Ruby Weekly is a weekly newsletter covering the latest Ruby and Rails news.

Could JavaScript Power A Significant Future Ruby Implementation or VM?

By Peter Cooper / September 5, 2008

jslilimg.pngThis week you may have heard about "Chrome," a new Web browser being developed by Google (if you haven't, read this online comic book that demonstrates its worthiness). Associated with Chrome is V8, a new open source JavaScript engine that's designed to execute JavaScript code at never-seen-before speeds.

All this reminded Marc-André Cournoyer (of Thin fame) of HotRuby (see previously on Ruby Inside), an experimental JavaScript-based virtual machine that can run YARV-compiled Ruby code, and he set out to test the performance of Ruby code running on HotRuby on top of V8. The results are far from scientific and many commenters have pointed out flaws, but Marc's observations are a great first step toward seriously considering the possibility of using JavaScript as an execution route for Ruby. It also appears that Hongli Lai and Ninh Bui of Phusion (of mod_rails / Passenger fame) are considering the possibilities.

JavaScript is a reasonably unique language in that it can support most (all?) of the patterns and styles of programming that Rubyists are familiar with, even if the code doesn't read as well. This could make JavaScript a perfect target language not only for a virtual machine (as with HotRuby) but as a language to convert Ruby into for further use / execution. We're going to feature these projects separately on Ruby Inside in the future, but projects like Red and RubyJS could eventually make this a reality, and turn JavaScript itself into another form of Ruby implementation by proxy. Exciting times!


  1. Giles Bowkett says:

    Also Johnson:

  2. Jay Phillips says:

    The same has been said of the Smalltalk virtual machines for years with Ruby. As Gemstone and JRuby guys have found, the devil is truly in the details of supporting *all* of MRI's features -- even the stupid ones. Javascript has fewer of these problems because it was based on the ECMAScript standard designed by committee and the committee weeded out a lot of the stupidity that makes Ruby difficult to implement. While I enthusiastically agree with 95% of Matz' 1.8.x design decisions of the Ruby language, MRI's implementation is embarrassing.

    The Strongtalk virtual machine has been lying around for years just waiting for technologies like Ruby to pick it up and learn from it. There're a few really fascinating whitepapers on their website about how the Strongtalk and Self VM teams implemented polymorphic inline call site caching and algorithms for generating types inferences at runtime. (At least one of the principal developers from those VM projects works on TraceMonkey now)

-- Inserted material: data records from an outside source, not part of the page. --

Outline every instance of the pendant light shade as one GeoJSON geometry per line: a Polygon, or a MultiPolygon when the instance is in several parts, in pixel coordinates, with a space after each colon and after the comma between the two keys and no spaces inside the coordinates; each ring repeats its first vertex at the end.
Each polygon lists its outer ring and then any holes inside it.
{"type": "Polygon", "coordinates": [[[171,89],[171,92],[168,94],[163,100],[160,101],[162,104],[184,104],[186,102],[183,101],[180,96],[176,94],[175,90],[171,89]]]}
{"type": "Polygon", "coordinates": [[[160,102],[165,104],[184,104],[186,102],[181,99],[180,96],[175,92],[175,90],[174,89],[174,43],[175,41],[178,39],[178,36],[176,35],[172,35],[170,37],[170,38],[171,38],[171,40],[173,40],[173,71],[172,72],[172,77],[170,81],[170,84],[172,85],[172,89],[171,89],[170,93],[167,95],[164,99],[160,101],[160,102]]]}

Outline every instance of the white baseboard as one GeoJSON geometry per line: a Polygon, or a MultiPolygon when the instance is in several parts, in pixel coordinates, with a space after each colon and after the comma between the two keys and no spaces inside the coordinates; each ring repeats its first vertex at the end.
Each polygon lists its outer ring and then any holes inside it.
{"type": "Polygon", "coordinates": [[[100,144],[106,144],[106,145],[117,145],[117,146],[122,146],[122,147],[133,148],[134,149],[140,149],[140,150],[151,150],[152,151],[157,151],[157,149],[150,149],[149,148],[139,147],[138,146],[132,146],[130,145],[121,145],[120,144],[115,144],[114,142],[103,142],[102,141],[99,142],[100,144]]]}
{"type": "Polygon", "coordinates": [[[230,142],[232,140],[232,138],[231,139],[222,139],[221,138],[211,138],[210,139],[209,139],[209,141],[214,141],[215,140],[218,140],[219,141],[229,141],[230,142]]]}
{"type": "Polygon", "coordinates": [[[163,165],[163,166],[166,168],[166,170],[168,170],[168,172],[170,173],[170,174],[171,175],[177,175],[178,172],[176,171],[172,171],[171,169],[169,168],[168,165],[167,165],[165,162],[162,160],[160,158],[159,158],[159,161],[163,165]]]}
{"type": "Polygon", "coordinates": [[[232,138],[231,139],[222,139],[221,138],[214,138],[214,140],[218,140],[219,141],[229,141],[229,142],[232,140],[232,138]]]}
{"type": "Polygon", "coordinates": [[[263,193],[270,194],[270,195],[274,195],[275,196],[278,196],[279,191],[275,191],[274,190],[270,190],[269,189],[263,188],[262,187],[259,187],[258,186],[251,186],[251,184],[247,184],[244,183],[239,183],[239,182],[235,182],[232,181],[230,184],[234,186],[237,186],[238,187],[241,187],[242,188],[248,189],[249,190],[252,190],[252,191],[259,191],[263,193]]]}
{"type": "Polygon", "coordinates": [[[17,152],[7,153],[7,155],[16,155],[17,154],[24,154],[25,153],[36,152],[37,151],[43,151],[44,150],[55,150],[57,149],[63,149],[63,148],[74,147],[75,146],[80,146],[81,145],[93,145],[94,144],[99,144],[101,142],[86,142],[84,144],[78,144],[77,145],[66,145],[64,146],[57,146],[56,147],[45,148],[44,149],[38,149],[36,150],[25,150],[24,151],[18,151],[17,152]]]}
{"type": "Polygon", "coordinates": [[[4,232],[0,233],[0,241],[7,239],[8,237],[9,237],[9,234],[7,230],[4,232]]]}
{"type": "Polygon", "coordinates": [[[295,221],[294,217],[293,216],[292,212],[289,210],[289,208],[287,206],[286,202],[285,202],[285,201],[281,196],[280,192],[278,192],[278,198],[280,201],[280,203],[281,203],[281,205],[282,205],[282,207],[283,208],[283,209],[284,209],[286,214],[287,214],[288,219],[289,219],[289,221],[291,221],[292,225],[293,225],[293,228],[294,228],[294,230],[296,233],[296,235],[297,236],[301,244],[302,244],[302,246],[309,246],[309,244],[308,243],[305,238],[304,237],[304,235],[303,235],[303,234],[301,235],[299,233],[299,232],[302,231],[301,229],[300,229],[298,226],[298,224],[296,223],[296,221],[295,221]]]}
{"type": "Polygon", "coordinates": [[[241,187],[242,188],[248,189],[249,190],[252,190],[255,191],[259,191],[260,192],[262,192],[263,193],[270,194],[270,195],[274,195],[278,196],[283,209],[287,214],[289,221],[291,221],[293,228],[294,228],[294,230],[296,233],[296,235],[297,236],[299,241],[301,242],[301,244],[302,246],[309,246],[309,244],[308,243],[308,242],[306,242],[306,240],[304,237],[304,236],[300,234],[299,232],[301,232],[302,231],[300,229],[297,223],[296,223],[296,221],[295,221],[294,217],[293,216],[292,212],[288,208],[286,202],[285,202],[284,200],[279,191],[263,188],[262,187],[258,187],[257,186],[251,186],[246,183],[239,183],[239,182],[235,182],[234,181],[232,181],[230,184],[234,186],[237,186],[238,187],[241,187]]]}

    At some point, ideally for Ruby 2.0, the Ruby community needs a committee to clean up the poor design decisions that exist in 1.8/1.9 that make writing an implementation so difficult and harm the language's elegance. It's far too much work for one person and far too important to be trusted to one person. When this is done, the feasibility of fully using these Javascript and Smalltalk technologies will be more feasible.

  3. Fred says:

    "Chrome is V8, a new open source JavaScript engine that's designed to execute JavaScript code at never-seen-before speeds."

    The new Javascript VM in Firefox 3.1beta1 (tracemonkey) is faster or similar in speed to Chrome V8 in many tests.